I don’t have a degree in early childhood education but I can read, I have access to the internet and a library card, so I research the matter as best as I can, instead of being all “yessum boss” when called in to discuss my child’s needs.
As a parent, I have a ‘challenging’ child, and not only do I fight for her at every turn, but I let everyone know that she is hyper, talkative and energetic before they interact with her.
She has told me that she feels “wild inside” and I have to deal with her in a very patient, measured way and so do all of her teachers and everyone else that interacts with her.
If she says something rude at a playdate, I make it a point to give that parent permission in advance to reprimand her, so she learns that it’s not acceptable to say every little condescending, tactless comment that comes into her head.

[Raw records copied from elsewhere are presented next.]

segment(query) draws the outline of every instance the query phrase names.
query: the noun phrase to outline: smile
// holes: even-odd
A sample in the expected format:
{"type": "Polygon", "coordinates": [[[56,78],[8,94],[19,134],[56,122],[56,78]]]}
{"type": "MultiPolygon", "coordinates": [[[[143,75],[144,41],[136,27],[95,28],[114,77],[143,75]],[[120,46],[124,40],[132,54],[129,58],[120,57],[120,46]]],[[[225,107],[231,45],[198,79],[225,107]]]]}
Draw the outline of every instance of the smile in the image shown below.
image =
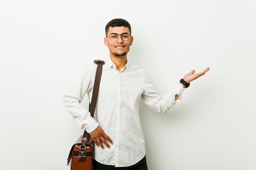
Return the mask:
{"type": "Polygon", "coordinates": [[[116,48],[117,48],[118,49],[121,49],[122,48],[124,48],[124,46],[116,46],[116,48]]]}

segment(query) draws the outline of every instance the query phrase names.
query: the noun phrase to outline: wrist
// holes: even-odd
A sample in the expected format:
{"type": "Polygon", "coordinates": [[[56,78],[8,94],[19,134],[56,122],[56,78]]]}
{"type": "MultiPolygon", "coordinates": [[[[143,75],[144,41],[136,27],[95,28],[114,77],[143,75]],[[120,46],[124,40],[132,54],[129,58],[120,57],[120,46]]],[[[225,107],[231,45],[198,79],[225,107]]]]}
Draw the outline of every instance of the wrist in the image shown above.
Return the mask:
{"type": "Polygon", "coordinates": [[[183,79],[181,79],[180,80],[180,83],[184,88],[187,88],[190,85],[190,83],[187,82],[183,79]]]}

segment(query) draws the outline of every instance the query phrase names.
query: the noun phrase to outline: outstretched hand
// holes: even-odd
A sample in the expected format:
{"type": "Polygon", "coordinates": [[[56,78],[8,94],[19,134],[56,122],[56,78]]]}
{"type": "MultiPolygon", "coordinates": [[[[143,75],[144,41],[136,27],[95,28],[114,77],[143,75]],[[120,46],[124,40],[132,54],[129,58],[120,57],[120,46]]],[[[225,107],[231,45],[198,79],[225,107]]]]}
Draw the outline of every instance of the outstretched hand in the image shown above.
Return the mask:
{"type": "Polygon", "coordinates": [[[102,149],[104,149],[102,143],[105,144],[108,148],[110,148],[110,146],[106,140],[113,144],[112,140],[104,132],[99,126],[90,133],[90,136],[96,145],[98,146],[100,146],[102,149]]]}
{"type": "Polygon", "coordinates": [[[195,80],[200,77],[204,75],[206,72],[210,70],[210,68],[209,67],[207,67],[202,71],[202,72],[195,73],[195,70],[193,70],[190,72],[190,73],[188,73],[185,75],[183,77],[183,79],[186,81],[187,83],[189,83],[191,82],[192,82],[193,80],[195,80]]]}

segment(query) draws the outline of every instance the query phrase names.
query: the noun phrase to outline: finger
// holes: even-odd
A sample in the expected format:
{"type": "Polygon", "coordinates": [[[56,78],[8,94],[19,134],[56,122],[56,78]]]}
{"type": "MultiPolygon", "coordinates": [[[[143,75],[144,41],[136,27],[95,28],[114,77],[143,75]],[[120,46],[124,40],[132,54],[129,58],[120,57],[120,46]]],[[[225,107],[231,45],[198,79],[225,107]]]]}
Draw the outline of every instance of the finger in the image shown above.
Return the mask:
{"type": "Polygon", "coordinates": [[[93,141],[94,141],[94,143],[96,144],[97,146],[99,146],[99,144],[98,143],[98,141],[97,141],[97,139],[96,138],[92,137],[91,136],[91,137],[92,138],[92,139],[93,139],[93,141]]]}
{"type": "Polygon", "coordinates": [[[101,139],[97,139],[97,141],[98,141],[98,143],[99,144],[99,146],[101,146],[101,149],[104,149],[104,146],[103,146],[103,145],[101,143],[101,139]]]}
{"type": "MultiPolygon", "coordinates": [[[[108,147],[108,148],[110,148],[110,146],[109,146],[109,144],[108,144],[108,142],[105,140],[105,138],[102,138],[101,139],[101,141],[105,144],[105,145],[106,146],[107,146],[107,147],[108,147]]],[[[104,147],[101,148],[102,148],[102,149],[104,149],[104,147]]]]}
{"type": "Polygon", "coordinates": [[[113,141],[112,141],[112,139],[111,139],[110,138],[108,137],[108,136],[105,134],[105,135],[103,136],[103,137],[106,140],[107,140],[109,142],[110,142],[110,144],[114,144],[113,141]]]}
{"type": "Polygon", "coordinates": [[[193,70],[189,73],[191,74],[194,74],[195,72],[195,70],[193,70]]]}

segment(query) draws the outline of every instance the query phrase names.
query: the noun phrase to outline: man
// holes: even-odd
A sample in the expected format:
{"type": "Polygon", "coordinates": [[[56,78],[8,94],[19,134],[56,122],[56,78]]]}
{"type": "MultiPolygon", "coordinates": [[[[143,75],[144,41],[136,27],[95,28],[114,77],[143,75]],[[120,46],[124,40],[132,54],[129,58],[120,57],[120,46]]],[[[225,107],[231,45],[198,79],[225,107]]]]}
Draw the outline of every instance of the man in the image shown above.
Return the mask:
{"type": "Polygon", "coordinates": [[[63,97],[65,108],[79,126],[90,133],[95,144],[94,170],[147,170],[139,108],[141,98],[160,114],[180,100],[190,82],[203,75],[195,70],[185,75],[173,89],[160,96],[146,72],[127,60],[133,42],[129,23],[114,19],[106,27],[104,42],[110,57],[104,61],[94,119],[80,104],[85,94],[92,98],[97,65],[86,65],[63,97]]]}

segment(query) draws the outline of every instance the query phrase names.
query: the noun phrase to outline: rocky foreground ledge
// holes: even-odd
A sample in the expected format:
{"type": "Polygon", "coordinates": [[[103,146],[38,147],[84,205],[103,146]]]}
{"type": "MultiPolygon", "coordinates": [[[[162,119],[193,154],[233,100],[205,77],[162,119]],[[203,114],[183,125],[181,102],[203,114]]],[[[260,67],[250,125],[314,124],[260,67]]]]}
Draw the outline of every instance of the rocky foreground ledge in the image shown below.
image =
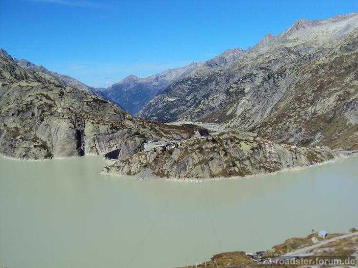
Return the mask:
{"type": "Polygon", "coordinates": [[[353,267],[358,261],[358,230],[352,228],[347,233],[328,234],[325,237],[321,237],[317,232],[307,237],[292,237],[265,251],[221,253],[203,263],[184,267],[353,267]],[[326,262],[326,265],[322,265],[323,262],[326,262]],[[305,263],[311,265],[301,265],[305,263]],[[329,265],[334,263],[335,265],[329,265]]]}
{"type": "Polygon", "coordinates": [[[230,131],[192,138],[170,150],[141,152],[119,159],[103,173],[177,179],[244,177],[316,165],[338,156],[326,146],[279,145],[254,133],[230,131]]]}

I make sure she feels good about herself without indulging bratty behavior, or turning a blind eye because it’s easier.
When I come across disturbed children (more than just bratty or ill mannered) and I see no action on the parent’s part, I no longer allow our children to interact with them, because that off-the-chain behavior rubs off on other children.
I can’t stand when one of mine comes home sassing me, or asking me why can’t they play video games until their eyes bleed, like so-and-so. Or worse, that this other child said or did something really disturbing and their parents blew it off like “kids will be kids.”
I don’t play that with playdates on home turf. You can show your little behind all you want when you’re at home, but when you step up in here I demand magic words ( I don’t work for you) and polite demeanor with me and my children or you won’t be asked back (they usually comply).
If you’re not going to take care of your kids, who will? Who’s responsibility is it, the judicial system?
As I said at the outset of this post, ‘Kudos’ to the parents of the Nigerian would-be bomber, for having the guts to alert the authorities to their disturbed child.
More of we, Black parents, need to take a hard look at our own children to make sure we’re getting them the help they need before we have to turn them in.